Ballarat, no doubt, possesses many of these precious pieces of antiquity hidden in obscure corners, but one especially was known, not only in the Golden City, but throughout Victoria.  His name was Slivers—­plain Slivers, as he said himself—­and, from a physical point of view, he certainly spoke the truth.  What his Christian name was no one ever knew; he called himself Slivers, and so did everyone else, without even an Esquire or a Mister to it—­neither a head nor a tail to add dignity to the name.

Slivers was as well known in Sturt Street and at ‘The Corner’ as the town clock, and his tongue very much resembled that timepiece, inasmuch as it was always going.  He was a very early settler; in fact, so remarkably early that it was currently reported the first white men who came to Ballarat found Slivers had already taken up his abode there, and lived in friendly relations with the local blacks.  He had achieved this amicable relationship by the trifling loss of a leg, an arm, and an eye, all of which portions of his body were taken off the right side, and consequently gave him rather a lop-sided appearance.  But what was left of Slivers possessed an abundant vitality, and it seemed probable he would go on living in the same damaged condition for the next twenty years.
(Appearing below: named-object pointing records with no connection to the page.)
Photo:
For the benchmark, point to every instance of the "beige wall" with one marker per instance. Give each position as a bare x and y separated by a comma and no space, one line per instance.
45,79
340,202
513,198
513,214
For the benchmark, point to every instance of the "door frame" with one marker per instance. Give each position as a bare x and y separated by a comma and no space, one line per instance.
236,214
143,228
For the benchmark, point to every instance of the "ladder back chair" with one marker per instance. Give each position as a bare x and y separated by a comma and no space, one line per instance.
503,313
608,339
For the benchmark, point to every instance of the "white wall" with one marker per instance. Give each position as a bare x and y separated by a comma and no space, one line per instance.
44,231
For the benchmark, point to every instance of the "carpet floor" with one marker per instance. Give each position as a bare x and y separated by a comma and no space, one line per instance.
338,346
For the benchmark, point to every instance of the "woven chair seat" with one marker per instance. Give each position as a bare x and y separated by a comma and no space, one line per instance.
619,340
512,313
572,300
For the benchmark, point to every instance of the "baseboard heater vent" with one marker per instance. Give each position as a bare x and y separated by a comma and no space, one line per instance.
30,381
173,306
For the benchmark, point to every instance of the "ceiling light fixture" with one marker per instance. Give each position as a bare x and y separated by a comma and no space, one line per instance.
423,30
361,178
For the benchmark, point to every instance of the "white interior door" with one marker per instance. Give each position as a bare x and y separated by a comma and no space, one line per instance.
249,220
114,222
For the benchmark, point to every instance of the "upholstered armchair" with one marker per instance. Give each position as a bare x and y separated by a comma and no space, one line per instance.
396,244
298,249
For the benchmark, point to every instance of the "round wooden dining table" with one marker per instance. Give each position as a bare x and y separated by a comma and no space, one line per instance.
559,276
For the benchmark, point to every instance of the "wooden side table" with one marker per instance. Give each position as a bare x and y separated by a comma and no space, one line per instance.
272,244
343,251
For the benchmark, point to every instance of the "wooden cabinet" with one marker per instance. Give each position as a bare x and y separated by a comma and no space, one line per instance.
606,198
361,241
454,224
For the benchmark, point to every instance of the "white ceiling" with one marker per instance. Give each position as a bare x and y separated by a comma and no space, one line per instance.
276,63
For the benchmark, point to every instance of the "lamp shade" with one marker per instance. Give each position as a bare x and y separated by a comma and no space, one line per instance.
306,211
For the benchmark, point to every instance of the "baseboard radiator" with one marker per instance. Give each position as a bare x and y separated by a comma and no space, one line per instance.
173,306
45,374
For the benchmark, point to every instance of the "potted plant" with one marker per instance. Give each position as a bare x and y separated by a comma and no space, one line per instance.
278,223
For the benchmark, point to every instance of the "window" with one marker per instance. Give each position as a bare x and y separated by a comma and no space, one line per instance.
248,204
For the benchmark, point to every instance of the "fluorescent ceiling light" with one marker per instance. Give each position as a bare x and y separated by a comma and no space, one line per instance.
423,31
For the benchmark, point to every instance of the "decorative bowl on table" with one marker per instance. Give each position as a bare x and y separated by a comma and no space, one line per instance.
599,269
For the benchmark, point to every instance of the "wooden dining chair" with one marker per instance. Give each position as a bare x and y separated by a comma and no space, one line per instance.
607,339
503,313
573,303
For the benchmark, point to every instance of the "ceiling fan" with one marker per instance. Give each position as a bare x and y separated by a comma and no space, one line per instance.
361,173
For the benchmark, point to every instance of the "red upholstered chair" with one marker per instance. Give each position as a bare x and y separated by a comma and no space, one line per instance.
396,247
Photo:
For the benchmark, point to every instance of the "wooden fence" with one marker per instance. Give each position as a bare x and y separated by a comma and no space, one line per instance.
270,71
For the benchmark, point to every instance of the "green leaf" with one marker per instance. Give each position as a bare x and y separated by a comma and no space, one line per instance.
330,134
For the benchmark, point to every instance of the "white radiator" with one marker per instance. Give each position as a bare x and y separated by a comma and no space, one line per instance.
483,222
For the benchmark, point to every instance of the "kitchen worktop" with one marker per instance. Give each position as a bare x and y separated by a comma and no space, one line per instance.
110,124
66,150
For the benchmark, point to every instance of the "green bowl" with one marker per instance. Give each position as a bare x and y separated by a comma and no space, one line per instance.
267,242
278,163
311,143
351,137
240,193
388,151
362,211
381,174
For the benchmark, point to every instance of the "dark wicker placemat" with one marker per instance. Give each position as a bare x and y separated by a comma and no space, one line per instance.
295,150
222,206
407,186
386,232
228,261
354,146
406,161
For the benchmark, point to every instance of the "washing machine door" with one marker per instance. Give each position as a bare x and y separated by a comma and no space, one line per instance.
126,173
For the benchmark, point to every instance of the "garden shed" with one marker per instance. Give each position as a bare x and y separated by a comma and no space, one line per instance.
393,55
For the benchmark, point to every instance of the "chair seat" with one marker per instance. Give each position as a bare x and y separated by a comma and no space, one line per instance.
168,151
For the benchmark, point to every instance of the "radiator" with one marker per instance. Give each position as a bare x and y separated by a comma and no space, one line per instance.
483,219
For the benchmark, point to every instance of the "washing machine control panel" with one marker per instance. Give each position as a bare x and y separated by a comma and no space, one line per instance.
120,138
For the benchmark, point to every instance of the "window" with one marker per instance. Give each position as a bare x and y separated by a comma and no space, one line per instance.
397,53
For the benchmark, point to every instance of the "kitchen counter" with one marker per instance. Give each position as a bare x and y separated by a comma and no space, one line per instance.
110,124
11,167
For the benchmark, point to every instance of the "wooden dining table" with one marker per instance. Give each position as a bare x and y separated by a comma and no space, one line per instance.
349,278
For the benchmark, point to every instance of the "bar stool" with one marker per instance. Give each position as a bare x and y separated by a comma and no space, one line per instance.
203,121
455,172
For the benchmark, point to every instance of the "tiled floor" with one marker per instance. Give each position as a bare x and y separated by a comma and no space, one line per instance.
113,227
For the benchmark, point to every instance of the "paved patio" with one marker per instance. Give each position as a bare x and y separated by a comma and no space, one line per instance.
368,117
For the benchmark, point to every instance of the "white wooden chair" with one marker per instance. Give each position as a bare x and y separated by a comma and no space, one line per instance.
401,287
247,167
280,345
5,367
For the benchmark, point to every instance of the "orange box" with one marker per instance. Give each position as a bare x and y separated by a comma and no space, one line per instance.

The Ballarat folk were fond of pointing him out as a specimen of the healthy climate, but this was rather a flight of fancy, as Slivers was one of those exasperating individuals who, if they lived in a swamp or a desert, would still continue to feel their digestions good and their lungs strong.

Slivers was reputed rich, and Arabian-Night-like stories were told of his boundless wealth, but no one ever knew the exact amount of money he had, and as Slivers never volunteered any information on the subject, no one ever did know.  He was a small, wizen-looking little man, who usually wore a suit of clothes a size too large for him, wherein scandal-mongers averred his body rattled like a dried pea in a pod.  His hair was white, and fringed the lower portion of his yellow little scalp in a most deceptive fashion.  With his hat on Slivers looked sixty; take it off and his bald head immediately added ten years to his existence.  His one eye was bright and sharp, of a greyish colour, and the loss of the other was replaced by a greasy black patch, which gave him a sinister appearance.  He was cleaned shaved, and had no teeth, but notwithstanding this want, his lips gripped the stem of his long pipe in a wonderfully tenacious and obstinate manner.  He carried on the business of a mining agent, and knowing all about the country and the intricacies of the mines, he was one of the cleverest speculators in Ballarat.

The office of Slivers was in Sturt Street, in a dirty, tumble-down cottage wedged between two handsome modern buildings.  It was a remnant of old Ballarat which had survived the rage for new houses and highly ornamented terraces.  Slivers had been offered money for that ricketty little shanty, but he declined to sell it, averring that as a snail grew to fit his house his house had grown to fit him.